I have a large (~2.5M records) data base of image metadata. Each record represents an image and has a unique ID, a description field, a comma-separated list of keywords (say 20-30 keywords per image), and some other fields. There's no real database schema, and I have no way of knowing which keywords exists in the database without iterating over every image and counting them. Also, the metadata comes from several different suppliers, who each have their own ideas about how to fill out the different fields.
There are some things I would like to do with this metadata, but since I'm totally new to this kind of algorithms I don't even know where to begin looking.
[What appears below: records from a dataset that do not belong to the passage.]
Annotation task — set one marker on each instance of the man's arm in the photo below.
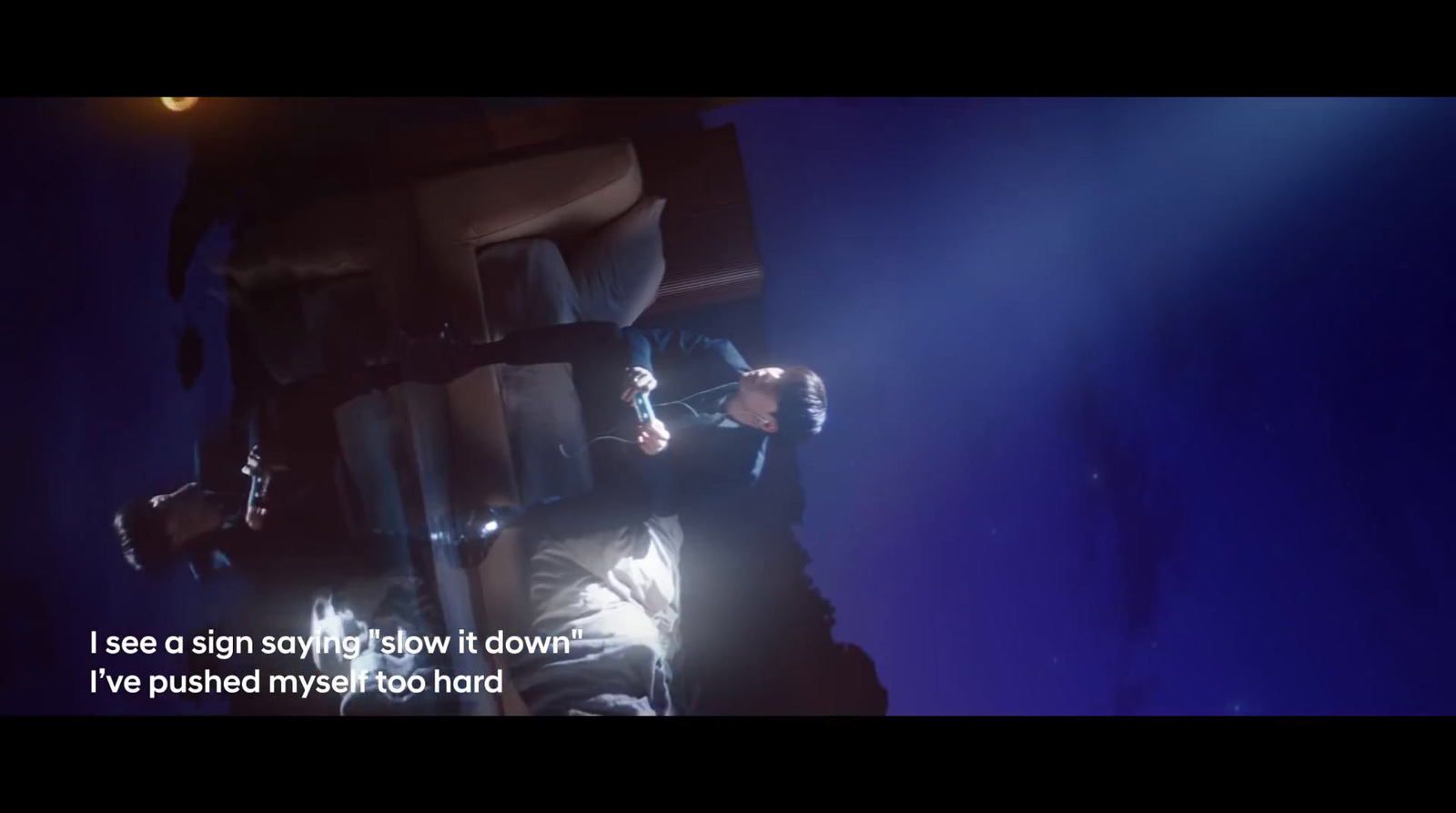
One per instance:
(720, 473)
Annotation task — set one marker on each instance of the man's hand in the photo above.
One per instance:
(640, 379)
(652, 437)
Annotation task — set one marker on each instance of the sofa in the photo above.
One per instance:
(529, 239)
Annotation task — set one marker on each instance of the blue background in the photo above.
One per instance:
(1138, 405)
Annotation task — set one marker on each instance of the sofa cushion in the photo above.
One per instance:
(619, 269)
(526, 284)
(558, 196)
(339, 237)
(561, 197)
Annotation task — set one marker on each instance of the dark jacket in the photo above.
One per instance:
(696, 375)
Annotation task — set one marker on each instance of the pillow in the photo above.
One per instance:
(619, 269)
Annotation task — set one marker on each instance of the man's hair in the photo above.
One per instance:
(143, 538)
(803, 404)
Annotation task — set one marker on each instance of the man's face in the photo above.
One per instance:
(188, 513)
(757, 400)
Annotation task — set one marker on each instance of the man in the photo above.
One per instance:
(708, 442)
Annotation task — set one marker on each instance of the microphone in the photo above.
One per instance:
(644, 408)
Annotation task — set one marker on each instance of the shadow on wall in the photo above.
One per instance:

- Some of these images have certain usage restrictions on them (given in text), but each supplier phrase them differently, and there is no way to guarantee consistency. I'd like to have a simple test I could apply to an image that gives an indication if that image is free from restrictions or not. It doesn't have to be perfect, just 'good enough'. I suspect I could use some kind Bayesian filter for this, right? I could train the filter with a corpus of images that I know are either restricted or restriction-free, and then the filter would be able to make predictions for the rest of the images? Or are there better ways?
- I would also like to be able to index these images according to 'keyword likeness', so that if I have one image, I could quickly tell which other images it shares the most keywords with. Ideally, the algorithm would also take into account that some keywords are more significant than others and weigh them differently. I don't even know where to start looking here, and would be very glad for any pointers :)
I'm working primarily in Java, but language choice is irrelevant here. I'm more interested in learning what approaches would be best for me to start reading up on. Thanks in advance :)